Linddun (Linkability, Identifiability, Non-repudiation, Detectability, Disclosure of information, Unawareness, Non-compliance) is a methodology designed to address privacy-related threats in systems. Helps identify vulnerabilities that may impact users' privacy rights.

  1. Linkability:

    • Threat: Linking data that should remain separate.
    • Example: Assign anonymous user records to a specific identity.
    • Typical controls: Data separation and anonymization techniques.

  2. Identifiability:

    • Threat: Identifying an individual from anonymous data.
    • Example: Reconstructing a user's identity from metadata.
    • Typical controls: Pseudonymization and metadata reduction.

  3. Non-repudiation:

    • Threat: Denial of actions related to personal data.
    • Example: A user who denies having consented to the use of his data.
    • Typical controls: Consent audits and clear records.

  4. Detectability:

    • Threat: Possibility of identifying the presence of a subject in the system.
    • Example: Identify users by access patterns.
    • Typical controls: Access management and anonymous pattern analysis.
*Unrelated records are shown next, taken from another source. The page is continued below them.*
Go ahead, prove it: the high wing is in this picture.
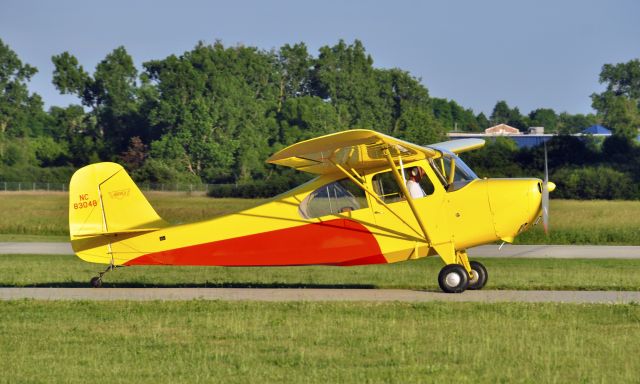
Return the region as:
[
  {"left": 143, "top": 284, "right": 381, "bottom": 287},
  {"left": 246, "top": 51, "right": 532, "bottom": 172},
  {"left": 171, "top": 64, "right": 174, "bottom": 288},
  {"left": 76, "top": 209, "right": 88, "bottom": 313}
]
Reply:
[
  {"left": 267, "top": 129, "right": 438, "bottom": 174},
  {"left": 428, "top": 139, "right": 484, "bottom": 154}
]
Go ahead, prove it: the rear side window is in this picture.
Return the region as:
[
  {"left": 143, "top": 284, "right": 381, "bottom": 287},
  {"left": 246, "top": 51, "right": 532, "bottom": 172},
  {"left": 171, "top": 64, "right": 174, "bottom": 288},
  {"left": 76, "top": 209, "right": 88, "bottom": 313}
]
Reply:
[
  {"left": 298, "top": 179, "right": 369, "bottom": 219},
  {"left": 371, "top": 167, "right": 435, "bottom": 204}
]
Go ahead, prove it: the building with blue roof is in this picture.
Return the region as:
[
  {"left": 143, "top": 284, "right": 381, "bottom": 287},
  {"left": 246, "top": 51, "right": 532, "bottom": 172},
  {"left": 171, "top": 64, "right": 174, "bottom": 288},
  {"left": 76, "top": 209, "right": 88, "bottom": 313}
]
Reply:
[
  {"left": 582, "top": 124, "right": 611, "bottom": 136},
  {"left": 447, "top": 124, "right": 620, "bottom": 148}
]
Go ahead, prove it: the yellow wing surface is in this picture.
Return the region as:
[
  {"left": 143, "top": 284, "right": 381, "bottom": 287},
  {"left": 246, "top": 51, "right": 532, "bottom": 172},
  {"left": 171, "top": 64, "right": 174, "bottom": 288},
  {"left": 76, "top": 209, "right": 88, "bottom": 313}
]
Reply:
[{"left": 267, "top": 129, "right": 438, "bottom": 175}]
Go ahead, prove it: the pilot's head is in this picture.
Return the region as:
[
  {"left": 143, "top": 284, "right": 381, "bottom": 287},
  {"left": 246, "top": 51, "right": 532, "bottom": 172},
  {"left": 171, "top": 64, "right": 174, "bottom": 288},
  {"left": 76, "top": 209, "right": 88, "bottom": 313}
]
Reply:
[{"left": 408, "top": 167, "right": 424, "bottom": 181}]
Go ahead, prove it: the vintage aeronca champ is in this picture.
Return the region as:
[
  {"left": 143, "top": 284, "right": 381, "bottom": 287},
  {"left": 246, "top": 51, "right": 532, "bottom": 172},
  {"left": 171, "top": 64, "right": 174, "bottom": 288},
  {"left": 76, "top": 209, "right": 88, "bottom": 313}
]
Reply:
[{"left": 69, "top": 130, "right": 555, "bottom": 292}]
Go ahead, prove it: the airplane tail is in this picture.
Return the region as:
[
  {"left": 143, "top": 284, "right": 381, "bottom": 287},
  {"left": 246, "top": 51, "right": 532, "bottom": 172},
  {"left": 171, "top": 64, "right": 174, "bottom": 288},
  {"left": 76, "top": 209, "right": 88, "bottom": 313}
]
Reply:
[{"left": 69, "top": 163, "right": 168, "bottom": 242}]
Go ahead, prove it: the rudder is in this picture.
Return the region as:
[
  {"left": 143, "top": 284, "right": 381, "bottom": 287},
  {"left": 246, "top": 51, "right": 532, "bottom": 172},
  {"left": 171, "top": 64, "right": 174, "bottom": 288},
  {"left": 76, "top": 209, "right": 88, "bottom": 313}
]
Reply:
[{"left": 69, "top": 163, "right": 167, "bottom": 242}]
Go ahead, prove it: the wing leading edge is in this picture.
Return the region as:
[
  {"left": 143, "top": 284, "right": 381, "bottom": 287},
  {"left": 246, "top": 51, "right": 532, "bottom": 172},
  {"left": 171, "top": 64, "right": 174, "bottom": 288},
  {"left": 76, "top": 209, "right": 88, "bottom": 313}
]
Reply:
[{"left": 267, "top": 129, "right": 438, "bottom": 174}]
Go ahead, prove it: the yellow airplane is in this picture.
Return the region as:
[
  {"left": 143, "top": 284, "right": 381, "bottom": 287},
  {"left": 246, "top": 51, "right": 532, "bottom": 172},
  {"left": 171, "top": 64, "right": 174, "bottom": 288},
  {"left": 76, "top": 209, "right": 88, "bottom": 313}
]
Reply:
[{"left": 69, "top": 130, "right": 555, "bottom": 293}]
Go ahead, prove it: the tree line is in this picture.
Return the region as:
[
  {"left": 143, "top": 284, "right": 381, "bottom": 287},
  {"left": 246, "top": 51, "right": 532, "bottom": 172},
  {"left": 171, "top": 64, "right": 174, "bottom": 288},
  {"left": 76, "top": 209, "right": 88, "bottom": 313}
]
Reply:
[{"left": 0, "top": 40, "right": 640, "bottom": 200}]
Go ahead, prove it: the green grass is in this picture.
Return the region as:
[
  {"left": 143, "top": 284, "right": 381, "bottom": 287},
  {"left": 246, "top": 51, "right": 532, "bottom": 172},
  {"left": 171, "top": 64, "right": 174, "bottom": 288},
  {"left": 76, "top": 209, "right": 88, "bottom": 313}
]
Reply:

  5. Disclosure of Information:

    • Threat: Leakage of sensitive data.
    • Example: Personal data exposed due to an error in the database configuration.
    • Typical controls: Encryption and access policies.

  6. Unawareness:

    • Threat: Users do not understand how their data is used.
    • Example: Not informing users about the processing of their data.
    • Typical controls: Transparency and clear policies.

  7. Non-compliance:

    • Threat: Non-compliance with regulations or standards.
    • Example: Storing data without complying with GDPR.
    • Typical controls: Regular assessments and regulatory compliance.

CIA​

The CIA (Confidentiality, Integrity, Availability) methodology focuses on the three fundamental principles of security.

  1. Confidentiality:

    • Ensure that only authorized persons can access the information.
    • Typical controls: Encryption, authentication and access control.

  2. Integrity:

    • Ensure that data is not altered in an unauthorized manner.
    • Typical controls: Hashing, data validation and immutable records.

  3. Availability:

    • Ensure that systems and data are accessible to legitimate users.
    • Typical controls: High availability, load balancing and recovery plans.

DIE​

DIE (Distributed, Immutable, Ephemeral) is a modern methodology adapted to cloud-based architectures.

  1. Distributed:

    • Systems designed to operate without a single point of failure.
    • Typical controls: Replicas and distributed architectures.

  2. Immutable:

    • Systems do not change after deployment.
    • Typical controls: Immutable containers and deployments.

  3. Ephemeral:

    • The systems have short useful lives and are destroyed after use.
    • Typical controls: Autoscaling and resource rotation.

PLOT4ai​

PLOT4ai (Privacy, Liveness, Ownership, Transparency for AI) is designed to address privacy and ethics challenges in AI systems.

  1. Privacy:

    • Protect the data used by the models.
    • Typical controls: Anonymization and federated techniques.

  2. Liveness:

    • Keep systems up to date.
    • Typical controls: Continuous Retrain of models.

  3. Ownership:

    • Define rights over data and models.
    • Typical controls: Clear contracts and audits.

  4. Transparency:

    • Ensure understandable decisions by users.
    • Typical controls: Interpretable models and explainability.